Глэр не отводил взгляда от Грегори и явно наслаждался происходящим.
– Милый мой мальчик…
– Пошел вон!!! – снова раздался крик.
– Милый мой мальчик, я уже ухожу. – Тон Гадо был максимально невинным и доброжелательным. – Но извинения я приму только в коробочке с твоими причиндалами.
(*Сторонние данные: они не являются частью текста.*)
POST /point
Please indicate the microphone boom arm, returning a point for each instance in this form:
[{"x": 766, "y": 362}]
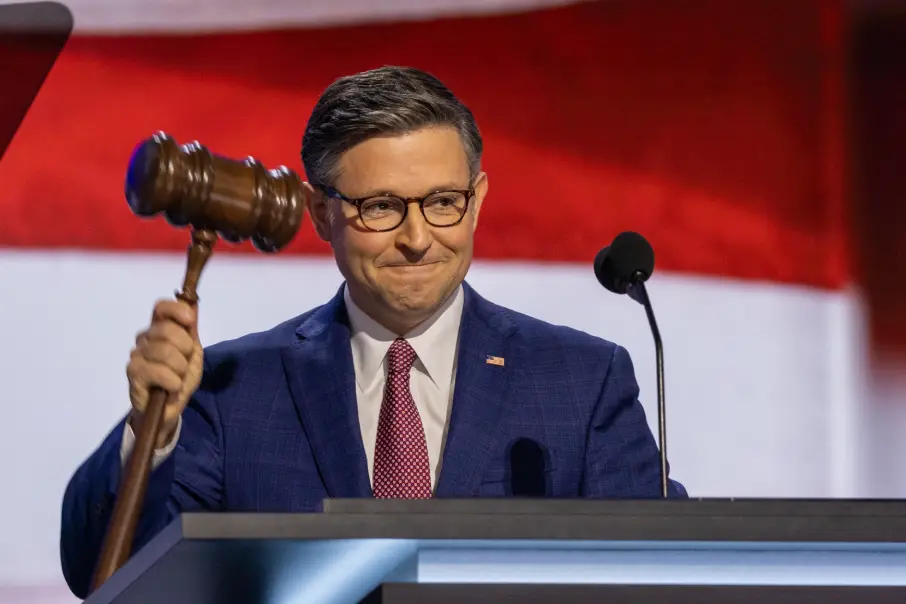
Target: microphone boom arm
[{"x": 639, "y": 293}]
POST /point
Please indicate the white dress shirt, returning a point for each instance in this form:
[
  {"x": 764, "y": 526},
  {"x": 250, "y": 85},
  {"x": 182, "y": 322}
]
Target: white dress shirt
[{"x": 432, "y": 377}]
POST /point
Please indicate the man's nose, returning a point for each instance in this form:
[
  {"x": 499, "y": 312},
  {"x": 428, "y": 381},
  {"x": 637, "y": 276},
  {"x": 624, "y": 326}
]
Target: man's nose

Грегори пыхтел от злости, из последних сил сдерживая себя, чтобы снова не закричать. Режиссер же остался доволен шуткой, рассмеялся, но, оглядевшись, понял, что из коллег поддержать его никто не решился. Он встал, огляделся: «Не ново…», – произнес и легкой походкой вышел из кабинета. Открывшаяся дверь впустила легкое дуновение свежего воздуха, которое тут же растворилось в раскаленной атмосфере.
3
То лето стало невыносимо жарким даже для здешних мест. Тяжелый горячий воздух сгущался над улицами и, вперемешку с вонью плавленого асфальта, норовил доводить людей до изнеможения. К полудню городские улицы пустели, давая дорогу только автомобилям с кондиционерами. Сложнее приходилось людям со слабым здоровьем, избыточным весом, плохой переносимостью жары. Мистера Чарльза Бэннингтона можно было отнести ко всем этим категориям. Упитанный мужчина с толстой шеей, крупными глазами, густыми усами и редеющей шевелюрой старался не высовываться на улицу без необходимости. Более того, из-за обостренных признаков проблем с сердцем находился под пристальным наблюдением докторов, семьи и прессы. Бэннингтон, некогда популярный телеведущий собственного юмористического ток-шоу, стал лакомым кусочком для вездесущих папарацци, пытающихся заработать на новой сенсации об угасающей звезде. Его же супруга Эмма была не против дать комментарий некоторым изданиям, конечно, за дополнительную плату. А за эксклюзивное фото из личной комнаты она оплатила лучшего доктора в штате.
Чарльз говорил мало. Казалось, за всю жизнь уже наговорил столько, что теперь словарный запас полностью иссяк и молчание для него стало действительно золотым. Мужчина любил оставаться наедине, смотреть в окно, наблюдая за редкими прохожими, что заглядывали в пригород. Дни тянулись медленно, растягивая минуты в часы, но ему это было в радость. Тот бешеный ритм, сопровождавший большую часть жизни, утомил и высушил его, что теперь в полной степени может насладиться беззаботным наблюдением за пейзажем за окном. Иногда же просил включать старые записи своего шоу, чтобы оценить себя со стороны, принимался знатно ругать всех причастных к съемкам, вспоминать бесчисленных гостей, что каждую неделю приходили к нему. «Ох, сколько их было за эти годы, мне и не вспомнить», – думал он про себя, улыбаясь очередной шутке про новоявленного режиссера и его коммерческий успех. Как только шоу заканчивалось, улыбка исчезала, мужчина мрачнел и погружался в глубокие воспоминания.